MP

Manual Record Sharding for High-Performance Updates in Postgres

A wise person once said, "the only mutations in a high-performance postgres database are INSERT and TRUNCATE," or something like that, and they were essentially right: if you are handling on the order of a thousand operations per second or more on a table, UPDATE and DELETE operations can easily become untenable. When many operations attmptto update a "hot" row at once, they must all be serialized rather than occurring in parallel. If such updates occur within the context of larger transactions, the transactions also in effect become serialized. It takes exquisite and painstaking care to add any row-locking operation into a high-volume database, and so the general wisdom is to translate schemas requiring UPDATE operations into insert-only schemas: rather than updating a row, insert a new one.

The Naive Update

For example, let's say we want to write to a table for a web application to track when we last saw some IP address, and how many times we have seen it in total. A naive schema may look like:

columntype
idbigint (generated by default as identity)
ip_addressinet
last_seentimestamptz
countbigint

Throw a unique index on ip_address, and issue a query like the following, and bing bang boom we're done, right?

INSERT INTO ip_addresses (ip_address, last_seen, count)
VALUES ('192.168.0.1', now(), 1)
ON CONFLICT (ip_address) DO UPDATE
SET last_seen = EXCLUDED.last_seen,
    count = count + EXCLUDED.count

Well, not necessarily. It obviously "works," but if some IP address is sending thousands of requests per second, this will quickly lock up all of your connections in your connection pool, which will spiral into your webserver holding thousands of open connections, and then all of a sudden you're completely offline. The reason of course is that UPDATE requires a lock on the row in question, and that lock must be released before the next UPDATE can occur, and so on down the line.

Insert-Only Solutions

So, let's take the common wisdom and design an insert-only solution.

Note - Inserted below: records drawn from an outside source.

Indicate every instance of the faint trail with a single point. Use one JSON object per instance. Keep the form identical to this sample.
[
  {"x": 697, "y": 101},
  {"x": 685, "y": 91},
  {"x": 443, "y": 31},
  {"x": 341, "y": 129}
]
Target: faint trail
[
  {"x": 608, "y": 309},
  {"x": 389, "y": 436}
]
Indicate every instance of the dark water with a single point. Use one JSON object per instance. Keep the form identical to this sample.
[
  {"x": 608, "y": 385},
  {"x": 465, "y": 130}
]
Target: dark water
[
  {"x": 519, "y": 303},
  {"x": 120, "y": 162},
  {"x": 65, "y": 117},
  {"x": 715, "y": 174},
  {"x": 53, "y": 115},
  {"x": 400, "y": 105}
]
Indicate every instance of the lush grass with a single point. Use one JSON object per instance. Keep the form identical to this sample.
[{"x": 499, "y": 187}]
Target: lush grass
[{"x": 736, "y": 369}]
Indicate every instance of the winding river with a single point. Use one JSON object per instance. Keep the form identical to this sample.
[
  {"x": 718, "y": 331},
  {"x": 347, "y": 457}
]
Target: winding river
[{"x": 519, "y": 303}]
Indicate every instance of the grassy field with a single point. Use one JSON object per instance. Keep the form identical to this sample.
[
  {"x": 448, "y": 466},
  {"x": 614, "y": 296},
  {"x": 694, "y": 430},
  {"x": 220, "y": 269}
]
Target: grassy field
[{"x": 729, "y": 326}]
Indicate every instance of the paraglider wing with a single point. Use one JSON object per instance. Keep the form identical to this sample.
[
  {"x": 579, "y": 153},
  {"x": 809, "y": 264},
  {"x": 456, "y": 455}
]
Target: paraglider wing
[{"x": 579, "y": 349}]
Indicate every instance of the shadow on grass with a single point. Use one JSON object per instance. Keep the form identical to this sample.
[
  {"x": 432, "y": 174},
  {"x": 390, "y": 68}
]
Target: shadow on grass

We might imagine using the exact same columns as above, but with no PK on ip_address. You could then do your inserts like:

WITH previous AS (
    SELECT count FROM ip_addresses
    WHERE ip_address = '192.168.0.1'
    ORDER BY last_seen DESC
    LIMIT 1
)
INSERT INTO ip_addresses (ip_address, last_seen, count)
VALUES ('192.168.0.1', now(), COALESCE(previous.count, 0) + 1)

Getting last seen and current count is then a simple:

SELECT last_seen, count
FROM ip_addresses
WHERE ip_address = '192.168.0.1'
ORDER BY last_seen desc
LIMIT 1

This will improve your maximum throughput, to be sure. However, there are a few problems with it. One is that we now must have an index on (ip_address, last_seen desc) in order to enable the query in the previous CTE, rather than just on ip_address. Maybe this was already an index you wanted, and either way it's not that large an index, so it's not a big deal. A bigger problem is that we now have to do the extra query in the previous CTE, with the index on (ip_address, last_seen desc) that should be pretty fast, so maybe it also is no big deal. The real problem is that, with many simultaneous requests, the final count is going to be significantly incorrect. Say that five requests come in all at once, and all make the same query in the previous CTE. They all see that the most recent value of count was 5, and so they all write 6 for the count. However, 6 is wrong! The count should be 10. For high-frequency data, this error will compound over time. Of course you can throw a SELECT ... FOR UPDATE in the previous query, but then you reintroduce the same issue as with the UPDATE query.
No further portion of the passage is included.